All the fundamentals act simultaneously in determining the forecast on exchange rate. It is therefore useful for the analyst to use a statistical model allowing to combine the effect of all the variables.
The use of the monetary model in practice is made difficult by the lack of knowledge about the true value of the economic fundamentals, which is often ignored by the analyst.
The main variables of interest are in fact never known for sure, but they are normally forecasted given the current available economic data. In this sense, expectations about the future of the exchange rate are unobservable, therefore even harder to assess.
Assuming the monetary model is valid, the forecast about exchange rate is successful, and then the predictions about fundamental values are good.

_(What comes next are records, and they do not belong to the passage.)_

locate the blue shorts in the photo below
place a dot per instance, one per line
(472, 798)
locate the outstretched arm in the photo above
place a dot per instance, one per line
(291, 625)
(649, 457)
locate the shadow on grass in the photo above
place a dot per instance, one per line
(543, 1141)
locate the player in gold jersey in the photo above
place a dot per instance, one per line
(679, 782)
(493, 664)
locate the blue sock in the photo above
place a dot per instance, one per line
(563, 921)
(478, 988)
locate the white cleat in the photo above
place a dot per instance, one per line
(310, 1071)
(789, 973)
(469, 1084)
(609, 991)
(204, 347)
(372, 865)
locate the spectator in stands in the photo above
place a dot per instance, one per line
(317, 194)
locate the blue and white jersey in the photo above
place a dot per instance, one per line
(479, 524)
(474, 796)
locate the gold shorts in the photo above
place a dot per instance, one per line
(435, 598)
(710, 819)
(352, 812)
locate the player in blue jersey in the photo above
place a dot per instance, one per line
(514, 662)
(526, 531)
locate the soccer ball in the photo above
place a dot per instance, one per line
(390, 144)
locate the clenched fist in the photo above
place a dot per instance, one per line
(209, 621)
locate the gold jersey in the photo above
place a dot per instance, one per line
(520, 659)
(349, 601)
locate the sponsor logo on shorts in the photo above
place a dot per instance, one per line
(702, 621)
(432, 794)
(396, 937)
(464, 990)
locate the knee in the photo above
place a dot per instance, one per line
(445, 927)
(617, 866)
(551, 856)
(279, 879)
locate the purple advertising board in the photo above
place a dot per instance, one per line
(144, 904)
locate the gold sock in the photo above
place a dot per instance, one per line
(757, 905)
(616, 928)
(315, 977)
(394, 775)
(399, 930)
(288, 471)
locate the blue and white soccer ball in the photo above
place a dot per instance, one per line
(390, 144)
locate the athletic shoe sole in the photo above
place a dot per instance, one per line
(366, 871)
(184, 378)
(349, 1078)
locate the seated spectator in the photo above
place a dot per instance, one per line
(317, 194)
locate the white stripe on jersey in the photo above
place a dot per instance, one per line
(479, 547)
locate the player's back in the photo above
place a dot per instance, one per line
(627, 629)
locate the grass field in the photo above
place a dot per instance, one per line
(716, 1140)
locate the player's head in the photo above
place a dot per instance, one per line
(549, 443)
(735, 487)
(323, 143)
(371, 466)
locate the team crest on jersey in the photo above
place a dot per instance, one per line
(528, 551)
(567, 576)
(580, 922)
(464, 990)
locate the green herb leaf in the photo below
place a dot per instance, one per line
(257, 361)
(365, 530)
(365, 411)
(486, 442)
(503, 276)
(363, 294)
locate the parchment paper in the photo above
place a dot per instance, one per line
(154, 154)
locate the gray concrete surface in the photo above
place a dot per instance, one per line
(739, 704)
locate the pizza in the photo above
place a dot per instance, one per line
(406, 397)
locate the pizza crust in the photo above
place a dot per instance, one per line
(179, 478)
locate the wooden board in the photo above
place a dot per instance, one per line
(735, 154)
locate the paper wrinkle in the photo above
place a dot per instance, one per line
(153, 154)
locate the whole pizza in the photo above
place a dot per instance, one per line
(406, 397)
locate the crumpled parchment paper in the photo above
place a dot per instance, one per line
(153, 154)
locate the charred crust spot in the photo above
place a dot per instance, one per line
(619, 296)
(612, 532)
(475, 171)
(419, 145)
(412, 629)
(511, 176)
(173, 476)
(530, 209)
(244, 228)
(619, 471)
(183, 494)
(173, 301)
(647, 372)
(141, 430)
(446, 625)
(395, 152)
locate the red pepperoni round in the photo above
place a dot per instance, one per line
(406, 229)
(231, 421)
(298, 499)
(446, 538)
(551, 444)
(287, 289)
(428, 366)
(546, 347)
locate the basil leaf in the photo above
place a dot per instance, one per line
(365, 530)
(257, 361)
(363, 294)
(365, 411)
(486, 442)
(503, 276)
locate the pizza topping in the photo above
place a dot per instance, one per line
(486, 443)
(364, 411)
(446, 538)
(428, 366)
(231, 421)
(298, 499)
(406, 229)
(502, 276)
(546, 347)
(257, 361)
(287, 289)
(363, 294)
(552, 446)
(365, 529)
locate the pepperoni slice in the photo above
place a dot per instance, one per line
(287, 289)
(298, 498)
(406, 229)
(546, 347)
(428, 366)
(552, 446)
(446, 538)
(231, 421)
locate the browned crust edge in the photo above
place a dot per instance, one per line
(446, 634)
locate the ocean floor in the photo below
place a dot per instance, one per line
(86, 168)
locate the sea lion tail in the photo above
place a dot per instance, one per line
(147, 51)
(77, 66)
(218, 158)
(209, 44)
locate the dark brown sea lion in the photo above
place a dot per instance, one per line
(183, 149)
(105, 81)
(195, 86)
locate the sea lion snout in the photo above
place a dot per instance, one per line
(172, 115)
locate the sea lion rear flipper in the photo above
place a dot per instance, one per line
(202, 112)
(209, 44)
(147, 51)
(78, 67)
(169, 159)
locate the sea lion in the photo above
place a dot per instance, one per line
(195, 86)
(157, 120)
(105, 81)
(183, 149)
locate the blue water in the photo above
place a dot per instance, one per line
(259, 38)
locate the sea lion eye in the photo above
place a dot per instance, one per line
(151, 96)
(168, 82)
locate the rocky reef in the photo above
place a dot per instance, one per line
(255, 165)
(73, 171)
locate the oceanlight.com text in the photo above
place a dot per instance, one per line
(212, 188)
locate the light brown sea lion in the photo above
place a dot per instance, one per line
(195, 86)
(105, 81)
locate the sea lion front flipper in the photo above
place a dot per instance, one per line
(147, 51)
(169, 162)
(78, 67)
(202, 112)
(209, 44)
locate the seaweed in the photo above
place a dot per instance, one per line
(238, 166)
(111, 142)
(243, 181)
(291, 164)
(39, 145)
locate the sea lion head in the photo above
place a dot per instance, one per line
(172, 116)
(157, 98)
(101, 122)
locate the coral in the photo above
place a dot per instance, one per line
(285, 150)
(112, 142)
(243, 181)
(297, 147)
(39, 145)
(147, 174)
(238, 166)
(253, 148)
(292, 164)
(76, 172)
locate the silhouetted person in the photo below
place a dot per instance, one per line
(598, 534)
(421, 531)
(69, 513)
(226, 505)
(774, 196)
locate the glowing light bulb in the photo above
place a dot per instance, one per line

After early success, the model was proven to fail empirically, except in very extreme conditions.
After the failure of the monetary model, economists went to work developing other ideas. Rudiger Dornbusch developed a variant of the monetary model called the overshooting model.
The model assumes that the average level of prices is fixed in the short term, matching the assumption that prices in the real world change very seldom. The assumption has the effect to overshoot its long-run value as a result of a change in the fundamentals and then turning back to the long-run value.
Also the modified model was soon shown to fail empirically. In particular, the model lacks a strong statistical relationship between the fundamentals and the exchange rate. That relationship should in fact exist if the model were true.
The portfolio balance model is another extension of the monetary model, in which the determinants of the exchange rate are the supply and demand of foreign and domestic bonds together with the demand for foreign and domestic money.
The model itself has proven to fail, but further versions have been developed, taking into account an optimal solution for the choice of bonds and money in the portfolio. According to such a theory, the substitution rate of domestic for foreign bonds depends on the risk aversion of the investor and on the volatility of the returns on the bonds. Moreover, the correlation between the returns on the different bonds in the portfolio is also important.
It turns out from the empirical application that the three major models of the exchange rate, namely, the monetary, the overshooting, and the portfolio balance models, do not provide a satisfactory account of the exchange rate.
The news about the fundamentals are important drivers of the exchange rate, and market participants form expectations about the value of the money supply before the government announces the money supply figures.

These expectations drive the investment decisions of traders to whether buy or sell currency. Once the investment decisions are made, the interaction of those on the market determines the current level of the exchange rate.
Market participants trade currencies following the announcements about relevant macroeconomic measures, like the change in money supply. Thus, news about fundamentals, under this view, is an important determinant of the exchange rate.